The farm we moved on when I was a boy didn't have but just eight or ten acres clear. With eighty acres, I growed up cutting sprouts, and they grow pretty fast.
I've cut wheat with a cradle. We cut and then of an evening, my mother used to bring up our supper. Then we'd shock it about sundown. Back in them days, we didn't work eight hours and quit. We got out at day light and quit at night.
We had some bad times. There was a depression in about '20 and '21, and about '35 and '36. Back during the Depression, times was pretty hard what with a few dry years and all. You had to generally do most anything you could find to do.
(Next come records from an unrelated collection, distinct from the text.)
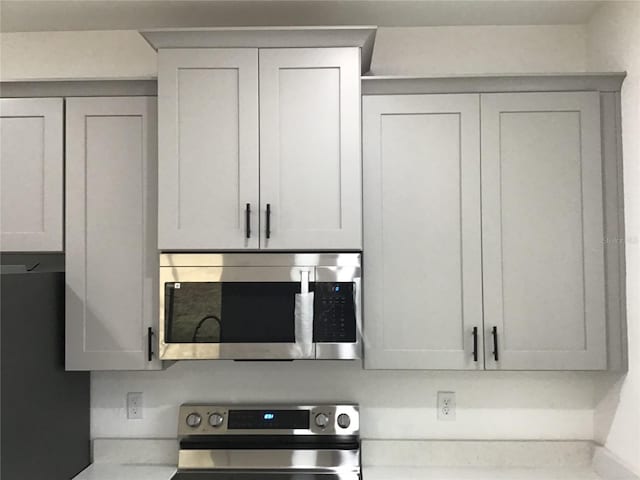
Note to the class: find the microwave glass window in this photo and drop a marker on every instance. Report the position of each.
(230, 312)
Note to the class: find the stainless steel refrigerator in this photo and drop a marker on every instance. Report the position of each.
(45, 410)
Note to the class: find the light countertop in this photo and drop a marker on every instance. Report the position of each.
(478, 473)
(108, 471)
(103, 471)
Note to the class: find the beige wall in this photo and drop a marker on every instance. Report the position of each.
(614, 44)
(400, 51)
(479, 50)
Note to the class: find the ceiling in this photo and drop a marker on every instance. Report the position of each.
(44, 15)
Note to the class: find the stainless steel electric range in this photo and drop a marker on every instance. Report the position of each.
(319, 442)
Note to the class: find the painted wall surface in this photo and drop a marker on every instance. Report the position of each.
(399, 51)
(498, 405)
(491, 405)
(479, 50)
(614, 44)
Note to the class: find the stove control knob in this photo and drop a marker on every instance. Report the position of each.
(215, 420)
(344, 420)
(194, 420)
(322, 420)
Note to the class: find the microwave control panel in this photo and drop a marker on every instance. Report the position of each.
(334, 313)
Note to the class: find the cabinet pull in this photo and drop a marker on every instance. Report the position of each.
(475, 344)
(248, 220)
(150, 344)
(494, 333)
(268, 220)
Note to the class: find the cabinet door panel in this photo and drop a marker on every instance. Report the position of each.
(111, 230)
(31, 175)
(208, 164)
(422, 231)
(543, 230)
(310, 172)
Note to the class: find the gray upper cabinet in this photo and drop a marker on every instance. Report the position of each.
(542, 219)
(111, 232)
(310, 161)
(493, 211)
(259, 149)
(31, 166)
(208, 164)
(423, 282)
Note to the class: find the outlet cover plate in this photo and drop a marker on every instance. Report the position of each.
(134, 405)
(447, 406)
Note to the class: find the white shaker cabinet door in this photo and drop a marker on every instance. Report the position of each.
(310, 153)
(31, 169)
(111, 230)
(208, 158)
(543, 251)
(422, 262)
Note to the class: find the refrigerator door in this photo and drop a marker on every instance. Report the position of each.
(45, 410)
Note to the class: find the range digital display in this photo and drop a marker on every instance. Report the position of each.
(268, 419)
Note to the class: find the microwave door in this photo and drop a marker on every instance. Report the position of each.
(237, 313)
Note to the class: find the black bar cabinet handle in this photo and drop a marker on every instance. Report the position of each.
(475, 344)
(150, 344)
(268, 220)
(494, 332)
(248, 220)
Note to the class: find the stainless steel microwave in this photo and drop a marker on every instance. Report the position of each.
(260, 306)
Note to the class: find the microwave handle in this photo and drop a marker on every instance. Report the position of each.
(304, 281)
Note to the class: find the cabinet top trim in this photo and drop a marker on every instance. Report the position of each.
(604, 82)
(266, 37)
(78, 88)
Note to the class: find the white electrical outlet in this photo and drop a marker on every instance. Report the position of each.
(446, 406)
(134, 405)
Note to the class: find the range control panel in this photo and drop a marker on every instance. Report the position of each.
(334, 313)
(259, 420)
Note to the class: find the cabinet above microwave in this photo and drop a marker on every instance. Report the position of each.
(260, 306)
(260, 145)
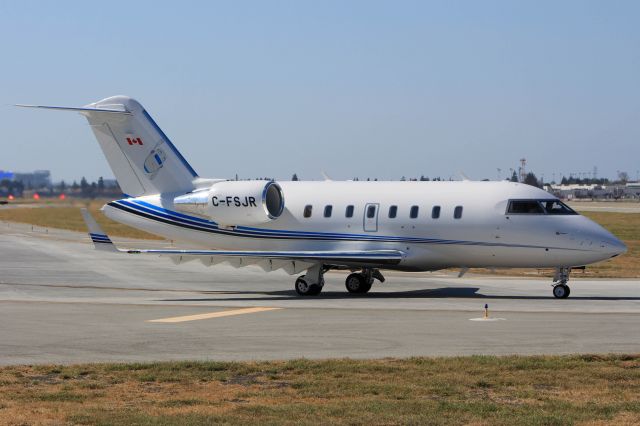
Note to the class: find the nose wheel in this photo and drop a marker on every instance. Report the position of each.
(561, 291)
(560, 288)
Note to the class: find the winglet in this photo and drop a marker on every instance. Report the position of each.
(100, 240)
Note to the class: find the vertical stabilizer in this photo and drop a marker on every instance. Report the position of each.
(142, 157)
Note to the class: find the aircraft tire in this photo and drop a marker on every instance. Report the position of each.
(561, 291)
(305, 289)
(357, 284)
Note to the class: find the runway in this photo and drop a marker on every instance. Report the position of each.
(63, 302)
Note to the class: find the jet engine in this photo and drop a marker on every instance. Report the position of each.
(231, 203)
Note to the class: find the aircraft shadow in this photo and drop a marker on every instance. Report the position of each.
(438, 293)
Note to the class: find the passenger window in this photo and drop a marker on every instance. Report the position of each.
(524, 207)
(371, 212)
(413, 213)
(393, 212)
(457, 212)
(556, 207)
(435, 212)
(307, 210)
(349, 212)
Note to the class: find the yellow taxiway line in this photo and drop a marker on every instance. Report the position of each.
(214, 315)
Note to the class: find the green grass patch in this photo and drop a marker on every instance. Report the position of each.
(460, 390)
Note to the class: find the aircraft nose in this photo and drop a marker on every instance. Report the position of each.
(616, 247)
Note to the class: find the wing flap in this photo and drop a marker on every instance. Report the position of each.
(291, 261)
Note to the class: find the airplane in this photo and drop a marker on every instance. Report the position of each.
(362, 227)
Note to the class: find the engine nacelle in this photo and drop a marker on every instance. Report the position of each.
(235, 202)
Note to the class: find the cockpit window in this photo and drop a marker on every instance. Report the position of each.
(524, 207)
(554, 207)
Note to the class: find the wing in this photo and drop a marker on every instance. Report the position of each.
(292, 262)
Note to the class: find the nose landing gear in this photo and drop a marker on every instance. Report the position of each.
(560, 288)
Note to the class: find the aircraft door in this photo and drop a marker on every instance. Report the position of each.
(371, 217)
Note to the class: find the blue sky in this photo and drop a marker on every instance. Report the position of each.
(368, 89)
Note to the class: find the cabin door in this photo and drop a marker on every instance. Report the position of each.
(371, 217)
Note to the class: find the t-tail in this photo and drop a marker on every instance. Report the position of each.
(141, 156)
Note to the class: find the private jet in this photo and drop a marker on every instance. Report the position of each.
(314, 227)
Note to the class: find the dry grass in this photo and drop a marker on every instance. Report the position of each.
(465, 390)
(66, 215)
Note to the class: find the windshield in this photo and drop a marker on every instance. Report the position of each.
(554, 207)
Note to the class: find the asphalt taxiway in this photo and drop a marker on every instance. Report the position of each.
(63, 302)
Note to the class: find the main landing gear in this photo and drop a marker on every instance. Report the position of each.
(311, 283)
(360, 283)
(560, 288)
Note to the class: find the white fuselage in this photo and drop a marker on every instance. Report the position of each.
(485, 235)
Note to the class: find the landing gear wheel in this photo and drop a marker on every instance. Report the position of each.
(357, 284)
(561, 291)
(303, 288)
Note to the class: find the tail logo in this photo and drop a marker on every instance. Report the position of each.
(154, 162)
(134, 141)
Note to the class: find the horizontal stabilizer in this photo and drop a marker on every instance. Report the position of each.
(117, 109)
(100, 240)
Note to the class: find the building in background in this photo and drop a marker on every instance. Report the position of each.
(34, 180)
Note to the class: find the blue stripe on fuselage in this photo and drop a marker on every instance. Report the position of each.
(157, 213)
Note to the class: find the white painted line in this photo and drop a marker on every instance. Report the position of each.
(214, 315)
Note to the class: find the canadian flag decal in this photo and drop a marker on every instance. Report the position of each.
(133, 141)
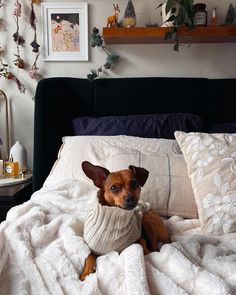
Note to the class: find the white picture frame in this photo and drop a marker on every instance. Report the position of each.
(65, 31)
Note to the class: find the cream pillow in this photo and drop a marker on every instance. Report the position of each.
(211, 162)
(168, 188)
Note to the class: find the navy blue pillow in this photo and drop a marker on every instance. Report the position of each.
(149, 126)
(220, 128)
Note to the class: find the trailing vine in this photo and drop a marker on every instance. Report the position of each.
(98, 41)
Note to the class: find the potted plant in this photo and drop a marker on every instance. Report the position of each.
(181, 14)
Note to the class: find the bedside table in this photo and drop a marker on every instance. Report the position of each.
(12, 195)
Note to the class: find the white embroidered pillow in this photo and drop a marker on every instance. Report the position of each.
(211, 162)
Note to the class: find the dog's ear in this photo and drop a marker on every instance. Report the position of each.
(98, 174)
(140, 173)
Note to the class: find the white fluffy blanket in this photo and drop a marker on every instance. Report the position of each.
(42, 251)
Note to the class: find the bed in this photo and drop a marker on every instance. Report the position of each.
(190, 155)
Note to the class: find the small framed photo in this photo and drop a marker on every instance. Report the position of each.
(65, 31)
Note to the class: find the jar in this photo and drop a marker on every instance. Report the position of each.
(200, 14)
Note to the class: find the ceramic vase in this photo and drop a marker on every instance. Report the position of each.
(19, 154)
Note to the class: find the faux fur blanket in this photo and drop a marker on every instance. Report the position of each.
(42, 251)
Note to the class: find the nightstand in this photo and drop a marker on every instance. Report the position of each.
(12, 195)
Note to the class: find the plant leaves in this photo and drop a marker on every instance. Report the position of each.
(168, 36)
(169, 5)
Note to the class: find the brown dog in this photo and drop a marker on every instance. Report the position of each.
(122, 189)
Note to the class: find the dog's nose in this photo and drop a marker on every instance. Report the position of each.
(130, 202)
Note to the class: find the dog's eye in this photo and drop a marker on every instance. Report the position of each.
(114, 189)
(134, 183)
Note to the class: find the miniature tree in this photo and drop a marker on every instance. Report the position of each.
(129, 19)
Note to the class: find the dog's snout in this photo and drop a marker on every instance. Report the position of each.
(130, 202)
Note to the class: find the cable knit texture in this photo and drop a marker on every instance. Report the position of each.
(112, 228)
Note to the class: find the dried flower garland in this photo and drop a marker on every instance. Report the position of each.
(4, 72)
(34, 44)
(19, 40)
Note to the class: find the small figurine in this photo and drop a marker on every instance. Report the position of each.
(113, 19)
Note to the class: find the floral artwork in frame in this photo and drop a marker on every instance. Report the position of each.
(65, 30)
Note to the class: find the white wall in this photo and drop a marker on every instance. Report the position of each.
(199, 60)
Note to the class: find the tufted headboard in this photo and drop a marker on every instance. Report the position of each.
(59, 100)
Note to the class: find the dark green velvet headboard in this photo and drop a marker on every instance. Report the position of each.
(59, 100)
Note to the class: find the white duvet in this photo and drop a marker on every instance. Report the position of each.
(42, 251)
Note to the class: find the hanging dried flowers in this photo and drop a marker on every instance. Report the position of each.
(19, 40)
(34, 44)
(2, 2)
(4, 72)
(36, 1)
(34, 69)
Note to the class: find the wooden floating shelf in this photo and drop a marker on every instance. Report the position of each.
(155, 35)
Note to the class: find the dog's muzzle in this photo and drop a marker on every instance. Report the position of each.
(130, 202)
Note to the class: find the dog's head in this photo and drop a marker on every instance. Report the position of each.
(121, 188)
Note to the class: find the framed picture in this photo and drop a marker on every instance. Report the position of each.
(65, 31)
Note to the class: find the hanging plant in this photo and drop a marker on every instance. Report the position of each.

That was the time they were cutting all the timber off that the lake covered. Some fellow would get a contract to clear so much land, and whatever his contract was, he wanted to clean it just as fast as he could to get rid of everything that was on it. If you wanted the wood off it, you could haul it off, but you had to have it off in just a little time. Otherwise, it didn't make any difference if it was good logs or what it was, they burnt it to get rid of it.
I worked on the bridge across the Glaize. I started in March and I think it ended up in January. Back then they didn't have the equipment they do now, and a lot of it was just man power. I had a team part of the time. If there was a piece of steel out of place, I hooked a team to it and turned it around. I helped pour the floor on it, too.
I've worked on the highway, shoveled gravel, worked in a lumber yard, cut meat and a little of everything. I've done a lot of hard work. Back in them days, we was kind of glad to get a job at most anything.
When we moved to Camdenton, I went to milking cows and delivering milk here in town. We bottled the milk in glass bottles. We got eight cents a quart. We got milkers a little later, but when we first started, we milked about twenty cows at one time by hand.
They talk about back in the good old days, but back in the good old days was a lot of hard work. If you had to go back to that now, there's not many people that would want to. But I'll tell you one thing. Even today, don't think you are going to get rich quick. There's a lot of hard work ahead, and it depends on what you think and what you decide that you'd rather do.
I can remember the first automobile that I saw. It was just part of a thing with a chain drive. Now we see airplanes every day and we've been on the moon. I saw the telephone come in. Now you can sit in your house and see all over the world. I just wonder what the improvements will be the next eighty years.
Of course, when you've got about ninety years to look back over, you've got a lot of things to wonder about, too.